Depression is a medical condition that, while often treated as taboo and not taken seriously, is quite serious. It can affect the ability of a child to form social connections with their family and friends in a negative way. It will hamper their ability to enjoy the normal day-to-day activities, concentrate on school and enjoy the overall experience of their childhood.
The best place to start is to get them properly diagnosed and treated. However, it takes time and effort to work through depression, and there can often be relapses. Something that helps a lot is to know what to expect throughout the process and when you should seek professional help.
Sala Joyner is a child psychologist that provides Baltimore depression treatment. We got in touch with her to walk us through what a parent should expect in different circumstances for their child and what to do.
The Symptoms of Depression
When you’re dealing with adults, the main feature of depression is a depressed mood that persists for at least two weeks. For kids, it can be a little more subtle. A depressed kid is more likely to show irritability. Here are some symptoms you should look out for:
- They are sad, irritable, withdrawn and often bored
- They do not enjoy the normal daily activities
- They sleep either too little or too much
- They gain weight or lose weight
- They feel helpless or hopeless
- Have a hard time making decisions or concentrating
- They suffer from fatigue
- They often think of death and consider suicide
What Should You Expect From Treatment Procedures?
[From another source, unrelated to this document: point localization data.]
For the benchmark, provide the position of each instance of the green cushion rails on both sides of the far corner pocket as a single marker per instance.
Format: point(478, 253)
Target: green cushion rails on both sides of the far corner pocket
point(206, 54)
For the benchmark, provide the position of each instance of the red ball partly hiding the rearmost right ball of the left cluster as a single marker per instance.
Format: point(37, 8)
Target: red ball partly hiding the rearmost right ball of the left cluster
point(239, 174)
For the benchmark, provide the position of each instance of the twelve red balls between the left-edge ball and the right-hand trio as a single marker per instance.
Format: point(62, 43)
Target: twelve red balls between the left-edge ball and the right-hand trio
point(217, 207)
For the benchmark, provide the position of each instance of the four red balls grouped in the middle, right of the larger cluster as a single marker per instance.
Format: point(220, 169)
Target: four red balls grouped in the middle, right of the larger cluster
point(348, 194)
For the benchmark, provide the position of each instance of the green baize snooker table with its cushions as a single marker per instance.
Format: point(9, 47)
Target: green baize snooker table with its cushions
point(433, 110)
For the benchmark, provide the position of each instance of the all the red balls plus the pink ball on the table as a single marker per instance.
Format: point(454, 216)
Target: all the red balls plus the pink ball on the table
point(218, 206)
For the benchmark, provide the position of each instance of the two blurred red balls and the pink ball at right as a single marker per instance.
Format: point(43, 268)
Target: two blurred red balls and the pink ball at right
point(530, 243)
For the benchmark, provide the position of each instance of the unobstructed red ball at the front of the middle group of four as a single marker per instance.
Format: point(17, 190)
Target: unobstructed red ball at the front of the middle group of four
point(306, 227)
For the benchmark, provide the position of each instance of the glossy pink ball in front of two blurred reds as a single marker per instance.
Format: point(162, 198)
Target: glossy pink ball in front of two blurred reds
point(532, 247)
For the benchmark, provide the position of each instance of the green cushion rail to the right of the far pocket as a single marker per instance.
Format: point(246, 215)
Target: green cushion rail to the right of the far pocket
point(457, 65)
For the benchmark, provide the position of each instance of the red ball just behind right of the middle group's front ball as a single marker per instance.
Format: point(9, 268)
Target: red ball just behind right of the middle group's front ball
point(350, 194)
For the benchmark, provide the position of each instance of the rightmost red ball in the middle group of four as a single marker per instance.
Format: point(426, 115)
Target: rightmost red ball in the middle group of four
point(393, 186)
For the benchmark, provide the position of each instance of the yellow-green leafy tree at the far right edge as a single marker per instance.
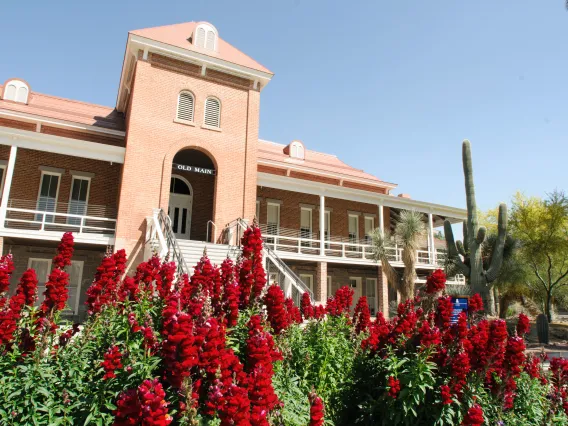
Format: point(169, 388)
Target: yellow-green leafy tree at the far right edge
point(542, 229)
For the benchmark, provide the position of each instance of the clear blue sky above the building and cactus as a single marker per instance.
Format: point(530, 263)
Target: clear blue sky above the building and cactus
point(391, 87)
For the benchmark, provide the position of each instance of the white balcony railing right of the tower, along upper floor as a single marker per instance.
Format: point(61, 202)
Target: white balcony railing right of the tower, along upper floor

It takes a lot of time to treat childhood depression and, sometimes, it’s a process of trial and error. We should also remember the fact that children are not the same and what works for one child may not necessarily work for the next. The best thing is to be patient throughout the process and help your child to feel and be safe.
The Education of the Child
The first step is always the most important and, in this case, that step is to educate your child about depression. It will help them understand what might have possibly caused their depression, such as stress, bullying, environmental factors and genetics. You should also help them understand the chemistry of their brain, such as the low serotonin levels they may have, and try to help them to reduce self-blame. It also helps to normalize for your child what they’re going through, which makes it easier to deal with.
Taking your child through counseling is always a good option. There are many options here, and some may work better for your child than others. For teenagers, cognitive behavioral therapy has proven to be quite effective. For younger children, play therapy may be the best option. At any rate, expect it to take a while to find the best therapist to match your child. Make as many calls as you need to and ask as many questions as you need to. You know your child better than anyone else, and you’re entitled to seek the best for them.
It might be necessary to medicate your child when the depression is especially severe. However, medication only works when you couple it up with counseling. You should also manage the medication, and the prescribing physician should supervise your child closely.
For the most severe cases of depression, especially those where the child has started to be suicidal, it might be necessary to hospitalize them.
Whatever you do, understand that your child needs you and your patient more than anything at this time. Depression can be difficult for the patient and those closest to them, but with patience and determination, it can be overcome.